Gove will tear us apart, again

17 Dec 2021

With Parliament entering recess yesterday, DRD Partner Jon McLeod looks to the year ahead and asks – will 2022 see the fracturing of the United Kingdom?

Will 2022 see the fracturing of the United Kingdom?

In the midst of the news foam that was partygate, it was the Tory Grandee, Chris Patten, who called out Boris Johnson’s Conservatives as not Conservative at all, but a sort of ‘English Nationalist Party’.

A little odd-sounding at first, it was, in fact, a sharp reminder of the efficiency with which the Party, under Mr Johnson’s leadership, had ripped through Labour’s so-called ‘red wall’ seats, with an uniquely English populism, that appeared, and still appears to have little to say to voters in Scotland, Wales and Northern Ireland.

2022 will see increased pressure on Nicola Sturgeon to make a constitutional showdown with Westminster Tories over ‘IndyRef2’ inevitable. There will soon be echoes of the Catalan secessionists 2017 unofficial independence ballot, which triggered a constitutional crisis, political violence, trials and imprisonments, in what was a serious wobble for what is still a relatively young Spanish democracy.

It will also see the screw turned on the Brexit treaty’s cutting off of Northern Ireland from Great Britain to square the Irish circle of borders and free trade between Ulster and the Republic.

Already anxious unionists will increasingly fear the invocation of the Anglo-Irish Agreement’s provisions for a referendum on a United Ireland. The turning of the tide will have deep ramifications.

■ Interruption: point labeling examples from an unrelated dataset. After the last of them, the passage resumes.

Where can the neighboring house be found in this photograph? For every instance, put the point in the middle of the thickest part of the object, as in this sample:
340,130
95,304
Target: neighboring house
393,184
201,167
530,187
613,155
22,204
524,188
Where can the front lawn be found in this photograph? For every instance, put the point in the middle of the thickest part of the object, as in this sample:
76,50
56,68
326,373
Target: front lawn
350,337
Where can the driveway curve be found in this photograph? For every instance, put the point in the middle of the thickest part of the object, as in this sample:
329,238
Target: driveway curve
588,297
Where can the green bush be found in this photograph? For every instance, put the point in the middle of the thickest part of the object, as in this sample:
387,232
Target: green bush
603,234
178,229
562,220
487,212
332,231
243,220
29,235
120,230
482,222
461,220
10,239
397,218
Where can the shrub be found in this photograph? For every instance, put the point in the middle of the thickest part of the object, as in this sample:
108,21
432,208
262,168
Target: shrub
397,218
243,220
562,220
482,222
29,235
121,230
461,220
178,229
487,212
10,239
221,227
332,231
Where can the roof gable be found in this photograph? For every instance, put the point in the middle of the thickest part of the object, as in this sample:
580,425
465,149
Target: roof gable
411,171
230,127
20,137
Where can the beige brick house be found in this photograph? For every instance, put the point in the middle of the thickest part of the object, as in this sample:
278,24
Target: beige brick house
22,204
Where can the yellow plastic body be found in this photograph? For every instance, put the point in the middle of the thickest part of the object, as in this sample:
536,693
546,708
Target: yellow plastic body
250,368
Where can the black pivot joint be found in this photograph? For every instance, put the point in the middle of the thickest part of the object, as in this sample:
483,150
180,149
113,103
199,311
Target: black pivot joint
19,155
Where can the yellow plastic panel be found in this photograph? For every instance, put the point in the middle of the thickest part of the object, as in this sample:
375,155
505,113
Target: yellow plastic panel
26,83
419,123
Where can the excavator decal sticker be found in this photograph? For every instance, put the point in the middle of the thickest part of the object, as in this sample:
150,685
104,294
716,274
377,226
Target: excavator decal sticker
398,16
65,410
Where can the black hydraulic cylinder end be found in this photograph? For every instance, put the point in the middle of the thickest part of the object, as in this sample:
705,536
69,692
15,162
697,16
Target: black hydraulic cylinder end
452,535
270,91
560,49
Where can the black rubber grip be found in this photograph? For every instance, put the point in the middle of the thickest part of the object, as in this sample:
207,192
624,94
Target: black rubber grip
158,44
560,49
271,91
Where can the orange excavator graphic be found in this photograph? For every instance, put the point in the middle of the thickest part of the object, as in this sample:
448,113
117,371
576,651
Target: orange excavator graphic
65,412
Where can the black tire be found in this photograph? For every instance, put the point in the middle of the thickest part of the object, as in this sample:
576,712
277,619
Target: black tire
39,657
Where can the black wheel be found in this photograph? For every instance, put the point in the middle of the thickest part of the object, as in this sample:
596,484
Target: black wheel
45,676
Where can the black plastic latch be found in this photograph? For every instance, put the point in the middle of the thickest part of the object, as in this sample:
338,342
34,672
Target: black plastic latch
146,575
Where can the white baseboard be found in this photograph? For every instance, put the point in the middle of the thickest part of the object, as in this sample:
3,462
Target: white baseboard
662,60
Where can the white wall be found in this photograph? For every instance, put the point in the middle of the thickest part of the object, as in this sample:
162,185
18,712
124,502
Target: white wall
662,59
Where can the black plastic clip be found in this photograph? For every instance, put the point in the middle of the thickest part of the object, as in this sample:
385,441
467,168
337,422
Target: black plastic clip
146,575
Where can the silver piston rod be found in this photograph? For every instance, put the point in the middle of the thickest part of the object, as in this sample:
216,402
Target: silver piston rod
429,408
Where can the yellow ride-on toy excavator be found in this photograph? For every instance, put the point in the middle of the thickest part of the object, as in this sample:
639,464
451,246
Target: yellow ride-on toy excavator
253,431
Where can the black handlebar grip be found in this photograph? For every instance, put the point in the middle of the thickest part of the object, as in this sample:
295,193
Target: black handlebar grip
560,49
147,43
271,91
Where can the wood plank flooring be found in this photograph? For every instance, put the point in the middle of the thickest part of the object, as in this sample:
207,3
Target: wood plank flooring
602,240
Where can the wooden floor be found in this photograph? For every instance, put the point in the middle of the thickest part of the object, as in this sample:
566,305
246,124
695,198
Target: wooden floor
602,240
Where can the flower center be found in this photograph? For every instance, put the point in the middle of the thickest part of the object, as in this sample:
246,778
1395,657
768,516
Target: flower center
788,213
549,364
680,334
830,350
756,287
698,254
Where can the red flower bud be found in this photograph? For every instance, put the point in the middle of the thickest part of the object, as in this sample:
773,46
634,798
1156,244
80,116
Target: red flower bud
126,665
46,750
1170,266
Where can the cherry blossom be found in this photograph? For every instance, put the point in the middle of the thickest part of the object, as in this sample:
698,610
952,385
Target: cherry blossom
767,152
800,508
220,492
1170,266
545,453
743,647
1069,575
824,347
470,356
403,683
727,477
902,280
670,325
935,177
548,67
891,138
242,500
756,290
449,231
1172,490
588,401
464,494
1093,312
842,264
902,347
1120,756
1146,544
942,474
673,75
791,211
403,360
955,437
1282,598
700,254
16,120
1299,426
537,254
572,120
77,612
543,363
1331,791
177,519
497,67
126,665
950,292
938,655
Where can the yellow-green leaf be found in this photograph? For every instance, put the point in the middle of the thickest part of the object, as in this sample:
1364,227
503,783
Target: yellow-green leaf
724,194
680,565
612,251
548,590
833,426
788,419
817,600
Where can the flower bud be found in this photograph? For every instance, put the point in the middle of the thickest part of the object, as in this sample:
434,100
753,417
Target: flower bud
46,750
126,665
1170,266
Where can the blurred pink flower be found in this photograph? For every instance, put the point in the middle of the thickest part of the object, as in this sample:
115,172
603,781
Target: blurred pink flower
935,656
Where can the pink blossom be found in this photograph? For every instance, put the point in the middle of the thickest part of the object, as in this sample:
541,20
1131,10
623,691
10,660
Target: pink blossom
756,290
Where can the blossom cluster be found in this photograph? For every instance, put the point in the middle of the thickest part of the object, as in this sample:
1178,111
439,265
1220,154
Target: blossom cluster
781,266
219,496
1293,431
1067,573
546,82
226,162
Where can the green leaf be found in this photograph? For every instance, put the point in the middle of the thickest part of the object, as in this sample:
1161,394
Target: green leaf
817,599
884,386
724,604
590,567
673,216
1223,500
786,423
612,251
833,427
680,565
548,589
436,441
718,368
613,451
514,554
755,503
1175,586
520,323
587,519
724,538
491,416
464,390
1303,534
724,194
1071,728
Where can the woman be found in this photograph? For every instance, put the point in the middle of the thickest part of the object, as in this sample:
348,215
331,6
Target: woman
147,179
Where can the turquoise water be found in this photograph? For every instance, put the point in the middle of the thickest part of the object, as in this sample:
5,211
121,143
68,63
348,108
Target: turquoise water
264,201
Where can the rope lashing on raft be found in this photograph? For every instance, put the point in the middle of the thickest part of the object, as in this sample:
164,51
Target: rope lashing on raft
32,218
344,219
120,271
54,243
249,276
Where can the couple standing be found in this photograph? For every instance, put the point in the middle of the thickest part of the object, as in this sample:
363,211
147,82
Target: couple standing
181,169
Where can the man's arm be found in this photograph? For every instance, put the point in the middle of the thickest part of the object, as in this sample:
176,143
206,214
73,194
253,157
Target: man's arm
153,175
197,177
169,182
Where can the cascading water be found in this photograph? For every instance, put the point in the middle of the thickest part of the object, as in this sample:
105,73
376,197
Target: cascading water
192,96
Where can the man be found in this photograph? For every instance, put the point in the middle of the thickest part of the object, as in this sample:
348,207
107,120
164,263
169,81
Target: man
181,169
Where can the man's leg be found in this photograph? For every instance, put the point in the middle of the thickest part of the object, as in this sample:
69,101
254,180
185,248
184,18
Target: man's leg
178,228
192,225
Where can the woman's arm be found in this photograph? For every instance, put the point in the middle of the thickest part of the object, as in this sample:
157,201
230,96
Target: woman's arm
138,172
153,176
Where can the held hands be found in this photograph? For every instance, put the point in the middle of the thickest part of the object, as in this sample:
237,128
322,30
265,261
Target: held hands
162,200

Meanwhile, Wales’ quietly competent handling of the pandemic crisis, under the cautious and conservative leadership of Labour’s Mark Drakeford has normalised the idea that the Principality can plough its own furrow.

A wide-ranging debate is overdue, in terms and scope not employed since the Act of Union of 1707. Some may ask whether we have a Prime Minister with the bandwidth and sense of statecraft sufficient to engage in topic of these dimensions.

Across England, ‘Metro Mayors’ are taking power off Whitehall, and creating a cadre of effective politicians of all stripes – Andy Burnham, Andy Street, Sadiq Khan et al – whose appetite to lead from the ground up smacks of greater authenticity than those Westminster leaders who did not seem to know when to stop partying at the height of a pandemic.

The local leaders’ reaction to Michael Gove’s seminal and forthcoming White Paper on the elusive notion of Levelling Up will be watched closely. Due early in 2022, it will be a key policy and intellectual platform upon which the Conservatives will launch their push for the finish line of a possibly early 2023 General Election. The package may prove divisive and unwelcome to Mayoral warlords across England.

The above are all tectonic and inexorable changes which will quicken in their pace in 2022. They make calls for a new constitutional settlement for the United Kingdom more credible. This comes at a time when Conservatives themselves have – to some political peril – tinkered with our basic freedoms, to the disgust of those on the right, and have also proposed partial and peculiar tweaks to the Human Rights Act, and to Convention law more widely, which was so central to the post-war reset in which Churchill himself was instrumental.

A wide-ranging debate is overdue, in terms and scope not employed since the Act of Union of 1707. Some may ask whether we have a Prime Minister with the bandwidth and sense of statecraft sufficient to engage in topic of these dimensions.